As the two friends talked, Julia's face lost the pensive expression that Lois had remarked when she first came in. The expression had no deeper reason than her feeling of dissatisfaction with her winter's work, a regret that what she had undertaken must hamper her now, when greater things were claiming the attention of so many other of her friends. Yet before Lois went home she had begun to see that she need not be dissatisfied with her own limitations.
"'They also serve who only stand and wait,'" Lois had quoted apropos to herself, just as Philip had quoted it some weeks before, and Julia found this line of Milton's even more applicable to her own case than Philip had to his. For there was a prospect that Lois, if the war continued, might find it possible to offer herself as a nurse, while Julia was sure that the duties that she had assumed would prevent her doing this, even as Philip knew that he could not leave his father. Julia regretted, too, that she had not as much money to offer as she would have had but for her year's work at the Mansion.
Miss Ambrose, to whom Lois had referred, was not a relative, nor even an old friend. She had made the acquaintance of this elderly woman by chance toward the close of her Radcliffe course, and had found her way to Miss Ambrose's heart without special effort on her own part. An accident had enabled her to do Miss Ambrose a real kindness. The older woman had been greatly pleased to learn that Lois was studying at Radcliffe. Her own tastes in her younger days had inclined her to a college education, but, alas! at that time there was small opportunity for a woman to go to college. In interesting herself in Lois' college work she had seemed to live over again her own youth, and she was never weary of hearing the details of college life. Later, when Lois was on the point of leaving Radcliffe, because she had not the money to stay there longer, Miss Ambrose insisted on her accepting from her the sum necessary to enable her to remain. In view of the older woman's kindness, and also because a genuine friendship existed between the two, it was natural that Lois should wish to stay with Miss Ambrose while she was ill. Indeed, she was glad to do this, even though she had to curb her desire to be a nurse during the war.

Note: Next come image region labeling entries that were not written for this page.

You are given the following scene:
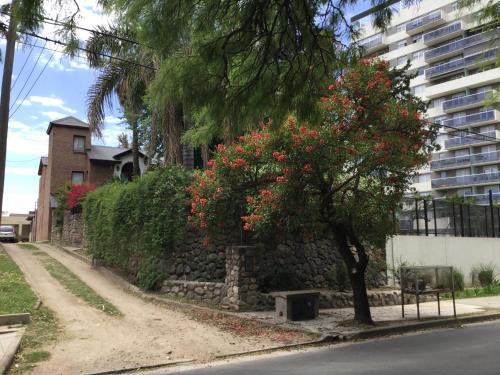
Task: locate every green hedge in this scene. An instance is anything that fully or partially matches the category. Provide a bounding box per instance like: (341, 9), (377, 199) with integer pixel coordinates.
(83, 166), (191, 289)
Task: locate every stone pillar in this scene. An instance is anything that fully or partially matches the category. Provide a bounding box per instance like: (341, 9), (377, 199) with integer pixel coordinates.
(226, 246), (258, 311)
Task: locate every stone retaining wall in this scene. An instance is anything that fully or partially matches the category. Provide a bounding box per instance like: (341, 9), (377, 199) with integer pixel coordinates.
(161, 280), (228, 305)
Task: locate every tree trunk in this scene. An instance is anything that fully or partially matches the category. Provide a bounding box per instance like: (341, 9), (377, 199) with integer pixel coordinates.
(131, 119), (141, 176)
(332, 227), (373, 324)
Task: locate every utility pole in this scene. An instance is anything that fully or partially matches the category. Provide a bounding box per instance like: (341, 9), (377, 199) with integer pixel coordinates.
(0, 0), (16, 224)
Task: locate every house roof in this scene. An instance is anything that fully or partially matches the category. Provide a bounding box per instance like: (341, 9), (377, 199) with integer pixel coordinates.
(87, 146), (144, 163)
(47, 116), (89, 134)
(38, 156), (49, 176)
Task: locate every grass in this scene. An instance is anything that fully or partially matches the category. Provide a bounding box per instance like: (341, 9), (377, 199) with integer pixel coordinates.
(0, 246), (59, 374)
(41, 257), (122, 316)
(443, 284), (500, 299)
(17, 242), (38, 250)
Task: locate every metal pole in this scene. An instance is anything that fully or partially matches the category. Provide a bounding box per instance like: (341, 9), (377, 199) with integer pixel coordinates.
(424, 199), (429, 236)
(0, 5), (16, 224)
(488, 189), (495, 237)
(415, 198), (420, 236)
(451, 202), (457, 237)
(460, 203), (465, 237)
(432, 198), (437, 236)
(484, 206), (490, 237)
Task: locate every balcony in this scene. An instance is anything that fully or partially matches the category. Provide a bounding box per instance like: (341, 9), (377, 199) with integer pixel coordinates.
(441, 109), (498, 128)
(444, 130), (500, 150)
(431, 151), (500, 171)
(443, 90), (493, 113)
(424, 33), (491, 63)
(406, 10), (445, 35)
(359, 35), (385, 54)
(425, 48), (498, 79)
(464, 193), (500, 205)
(424, 21), (462, 46)
(431, 172), (500, 189)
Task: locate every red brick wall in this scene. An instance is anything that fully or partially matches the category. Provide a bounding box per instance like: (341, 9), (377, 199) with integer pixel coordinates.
(89, 162), (115, 186)
(48, 125), (91, 193)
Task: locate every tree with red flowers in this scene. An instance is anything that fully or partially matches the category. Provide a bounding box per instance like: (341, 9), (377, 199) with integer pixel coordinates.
(189, 60), (437, 323)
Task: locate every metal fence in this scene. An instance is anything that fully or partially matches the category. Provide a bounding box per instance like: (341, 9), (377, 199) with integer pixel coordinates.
(394, 193), (500, 237)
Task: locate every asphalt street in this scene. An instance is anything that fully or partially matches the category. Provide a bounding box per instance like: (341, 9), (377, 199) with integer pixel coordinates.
(155, 321), (500, 375)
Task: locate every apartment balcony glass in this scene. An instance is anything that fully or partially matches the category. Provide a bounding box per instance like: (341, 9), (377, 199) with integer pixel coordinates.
(406, 10), (444, 34)
(425, 48), (498, 79)
(424, 33), (491, 62)
(464, 193), (500, 204)
(441, 109), (496, 128)
(431, 172), (500, 188)
(424, 21), (462, 45)
(431, 151), (500, 170)
(359, 35), (384, 53)
(443, 90), (493, 112)
(444, 130), (500, 149)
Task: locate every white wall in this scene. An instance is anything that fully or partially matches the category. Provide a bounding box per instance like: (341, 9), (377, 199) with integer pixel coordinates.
(386, 236), (500, 285)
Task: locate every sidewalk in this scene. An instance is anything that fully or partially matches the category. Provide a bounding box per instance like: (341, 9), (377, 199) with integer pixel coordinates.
(239, 296), (500, 335)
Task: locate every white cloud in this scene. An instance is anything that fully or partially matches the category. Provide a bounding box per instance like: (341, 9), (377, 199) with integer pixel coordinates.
(29, 95), (77, 113)
(40, 111), (68, 121)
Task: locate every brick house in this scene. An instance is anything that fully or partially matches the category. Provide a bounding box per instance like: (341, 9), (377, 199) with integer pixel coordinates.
(33, 116), (145, 241)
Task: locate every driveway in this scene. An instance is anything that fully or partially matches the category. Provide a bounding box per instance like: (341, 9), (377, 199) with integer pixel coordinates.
(4, 244), (273, 375)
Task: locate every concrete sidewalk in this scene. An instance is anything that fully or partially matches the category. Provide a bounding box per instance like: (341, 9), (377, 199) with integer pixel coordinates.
(0, 326), (24, 375)
(239, 296), (500, 335)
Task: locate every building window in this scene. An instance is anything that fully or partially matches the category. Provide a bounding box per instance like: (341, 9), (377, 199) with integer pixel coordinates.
(73, 135), (85, 152)
(71, 172), (84, 185)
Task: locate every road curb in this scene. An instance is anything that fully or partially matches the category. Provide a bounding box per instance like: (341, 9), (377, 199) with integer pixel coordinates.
(344, 313), (500, 341)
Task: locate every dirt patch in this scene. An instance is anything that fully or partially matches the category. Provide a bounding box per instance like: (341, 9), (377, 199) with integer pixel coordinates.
(3, 245), (314, 374)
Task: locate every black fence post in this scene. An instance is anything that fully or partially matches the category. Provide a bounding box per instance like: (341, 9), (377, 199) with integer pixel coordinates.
(451, 202), (457, 237)
(424, 198), (429, 236)
(415, 198), (420, 236)
(488, 189), (495, 237)
(460, 203), (465, 237)
(432, 198), (437, 236)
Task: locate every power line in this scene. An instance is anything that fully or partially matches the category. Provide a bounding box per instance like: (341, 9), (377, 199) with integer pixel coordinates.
(10, 43), (36, 91)
(9, 42), (47, 111)
(9, 45), (57, 119)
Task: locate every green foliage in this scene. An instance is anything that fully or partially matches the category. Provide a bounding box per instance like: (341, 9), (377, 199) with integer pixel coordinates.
(471, 263), (496, 287)
(453, 269), (465, 291)
(83, 166), (191, 289)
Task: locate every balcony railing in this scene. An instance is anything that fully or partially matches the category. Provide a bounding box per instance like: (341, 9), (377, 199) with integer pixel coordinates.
(359, 35), (383, 52)
(425, 48), (498, 79)
(441, 109), (496, 128)
(424, 21), (462, 44)
(431, 151), (500, 170)
(464, 193), (500, 204)
(424, 33), (491, 62)
(406, 10), (443, 33)
(443, 90), (493, 112)
(444, 130), (499, 149)
(431, 172), (500, 188)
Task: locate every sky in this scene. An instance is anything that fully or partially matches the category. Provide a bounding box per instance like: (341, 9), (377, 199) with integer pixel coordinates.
(0, 0), (127, 213)
(0, 0), (374, 214)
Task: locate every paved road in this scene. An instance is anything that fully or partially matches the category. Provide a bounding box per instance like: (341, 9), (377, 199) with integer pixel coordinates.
(151, 321), (500, 375)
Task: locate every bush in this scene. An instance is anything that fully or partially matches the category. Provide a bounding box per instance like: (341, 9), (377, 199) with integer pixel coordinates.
(83, 166), (191, 289)
(453, 269), (465, 291)
(471, 263), (496, 287)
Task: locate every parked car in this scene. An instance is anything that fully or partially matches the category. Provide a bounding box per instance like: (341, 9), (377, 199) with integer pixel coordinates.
(0, 225), (17, 242)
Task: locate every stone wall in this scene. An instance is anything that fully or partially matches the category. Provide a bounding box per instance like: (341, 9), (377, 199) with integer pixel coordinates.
(51, 210), (83, 247)
(161, 280), (228, 305)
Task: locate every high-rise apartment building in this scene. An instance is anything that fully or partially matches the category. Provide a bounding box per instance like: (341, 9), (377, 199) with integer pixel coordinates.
(351, 0), (500, 204)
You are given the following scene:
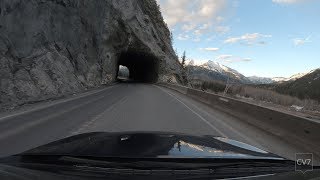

When Lois left, Julia put herself through a little cross-examination; for a month or two she had not been wholly satisfied with her year's work. Had she used her time and her money in the best way? Was there not some other work that she might have carried on to greater advantage? Was it altogether wise to have given up so entirely her own personal interests? Ah! Clarissa was right; she was not justified in putting entirely aside her music--especially her work in composition. What, indeed, had she to show for the year? So her thoughts ran. Ten girls better trained in useful things than would have been the case without the Mansion teaching; but this year must be followed up by another year of teaching, and then in the end could she be sure that they would retain what they had learned? Concetta and Haleema had improved superficially, but she was by no means confident that they were really neater or really more truthful than in the beginning. Maggie--and here she smiled--broke fewer dishes, but her reticence was far from commendable. Frankness was a virtue that she herself constantly preached, yet she had been able to instil very little of this quality into Maggie's breast. In spite of all her precepts, too, Inez was still as willing as at the beginning of the year to put on her stockings with the feet unmended, and--"Difficulties are things that show what men are." Like a ray of sunlight this thought from Epictetus flashed across Julia's mind. After all, how few real difficulties she had had to meet during the year; and had not the successes been more than the failures?
Mary Murphy had been the only one of the girls to insist on leaving the school, although she had occasionally heard the others expressing their dissatisfaction, especially when some of them had undergone some of the discipline that they had to undergo. One of the first lessons to learn had been that of the general deceitfulness of girls, and of these girls in particular, who did not hesitate to make many little criticisms as unjustifiable as they were foolish.